Stopping the Bad Rabbit in its Tracks

25 October 2017

Another day, another ransomware outbreak—or so it seems. Today’s subject, dubbed ‘Bad Rabbit’, is yet another variant of Petya/Not Petya spread by way of a fake Flash update screen displayed to users on compromised websites. It is demanding ransom of 0.05BTC, around $272 USD at the time of writing, to decrypt your files. If you don’t pay in the first 40 hours, the amount will increase.

While this outbreak seems a world away, having spread first through Russia and the Ukraine, it has now being reported in Germany, Turkey, Poland and South Korea. As it continues to spread across networks and additional compromised sites, there are a couple steps you can take to prevent Bad Rabbit from making an appearance on your PCs.
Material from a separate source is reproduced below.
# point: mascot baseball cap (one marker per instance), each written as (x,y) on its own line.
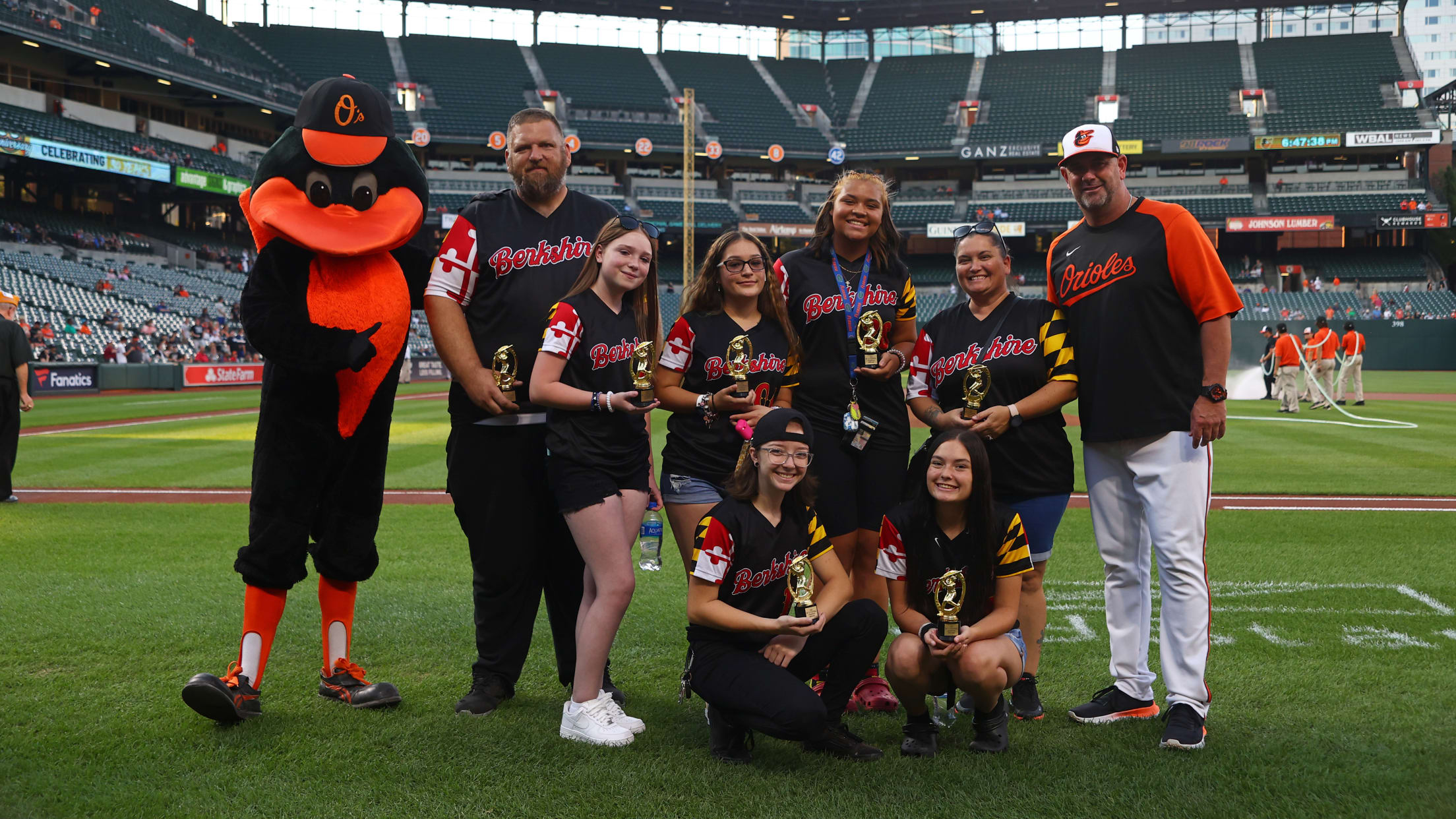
(1088,139)
(344,121)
  • Create two files on your Windows machine, one named infpub.dat and another named cscc.dat in the C:\Windows\ directory, and remove all permissions (inheritance). If the ransomware attempts to install, it will not be able to create these files itself and will fail. Thanks to Amit Serper (@0xAmit on Twitter) for this one.
  • Train your users to spot fake install/update screens. This one is definitely more difficult than the first one, but will have the added benefit of protecting your users and network from future ransomware and malware. CNet has a good write-up on how to spot fake Flash updates, available here.

Ransomware attacks are only increasing in frequency and sophistication over time, so be wary of suspicious-looking updates, prompts, and email attachments—and stay up to date on all system updates.